Uno tra i grandi nomi della storia del Novecento che incarna, perfino agli estremi, questo spirito è Hitler. Basti ricordare le opere costruite dal regime nazista, le modalità e i luoghi in cui si tenevano i raduni del Terzo Reich, in stile tipicamente romano, per ritrovare la sintesi di quanto fin qui detto.
La globalizzazione e la società liquida
Con la post-modernità e la globalizzazione, mentre prima ogni Stato tendeva e custodire gelosamente la propria cultura, si verifica una totale inversione. Arriva internet, compaiono mezzi di trasporto più veloci ed economici e, in un attimo, l’economia diventa globale. Tutto è alla portata di tutti e ogni bene, anche la cultura, può essere mercificato.

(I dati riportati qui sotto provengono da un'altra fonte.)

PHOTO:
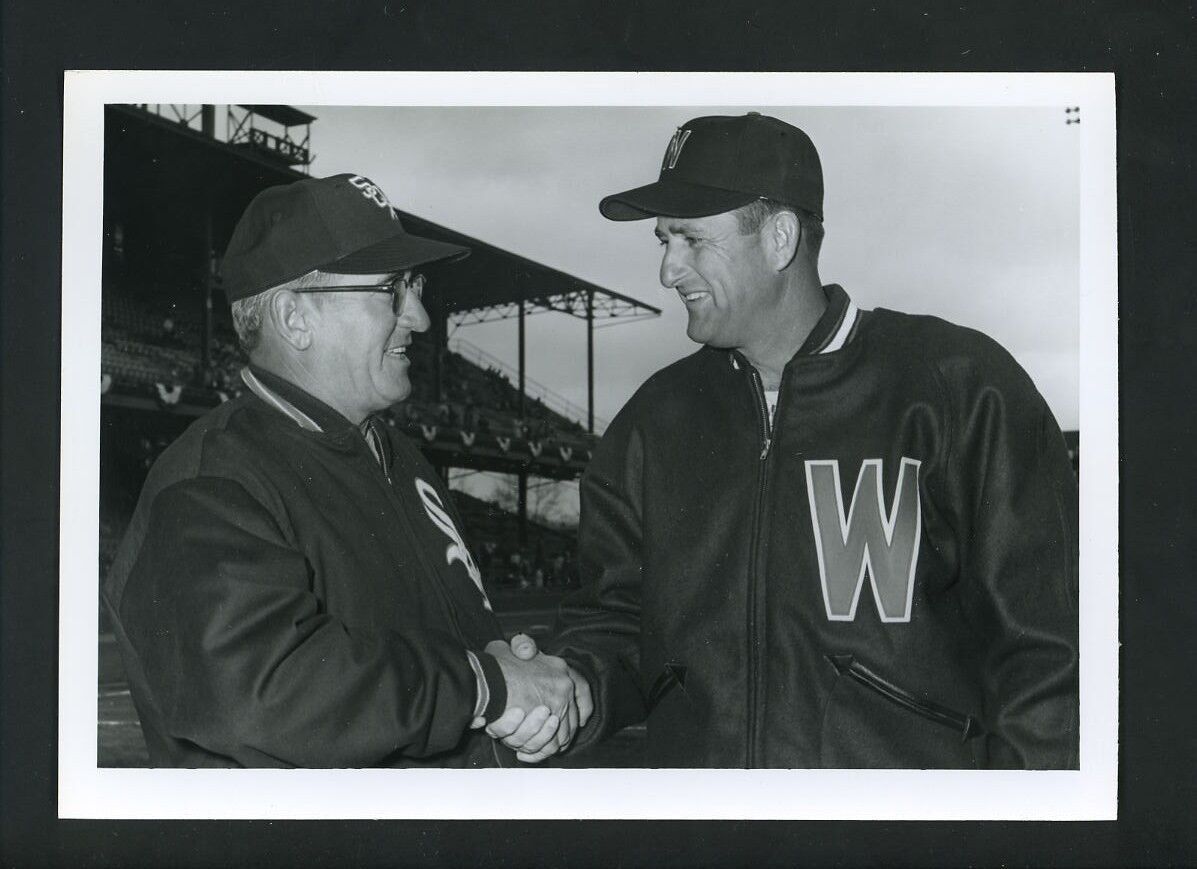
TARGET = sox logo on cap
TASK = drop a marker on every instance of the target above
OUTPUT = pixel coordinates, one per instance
(372, 192)
(674, 151)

Ecco che crollano quei rigidi confini dell’Europa dell’Ottocento, in favore di quella che Zygmunt Bauman, il sociologo polacco scomparso di recente, battezza con il nome di società liquida. Una società in cui gli estremi coesistono e si fondono in confini che, di fatto, non esistono più.
Per questo oggi non sorprende più che il sacro di accompagni al profano e che non faccia differenza andare in un Museo per vedere i resti di una creatura preistorica o accontentarsi di una copia. E’ così che una cultura si de-intellettualizza, perché finisce per ammettere tutto, anzi meglio ciò che è fugace, semplice, sbrigativo, fungibile, rinnovabile e non impegnativo.

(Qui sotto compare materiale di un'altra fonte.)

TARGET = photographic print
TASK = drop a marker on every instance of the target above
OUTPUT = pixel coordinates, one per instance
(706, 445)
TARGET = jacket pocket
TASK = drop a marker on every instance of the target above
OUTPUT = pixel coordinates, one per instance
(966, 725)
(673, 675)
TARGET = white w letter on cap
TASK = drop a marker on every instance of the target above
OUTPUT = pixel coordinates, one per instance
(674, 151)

Non è forse su questo che si basa il consumismo? E non è vero che il consumismo ha contagiato anche la cultura?
I nuovi musei
Le foto che vedete le ho scattate personalmente al Centro Commerciale Auchan di Giugliano in Campania, vicino Napoli. Mi sembrava impossibile osservare degli adulti “spiegare” i dinosauri ai figli in un luogo in cui le famiglie vanno per fare acquisti. Bisogna arrendersi all’idea che questi siano i nuovi Musei della (in)cultura di massa.
Che ci piaccia o no, questo è. Bauman aveva ragione.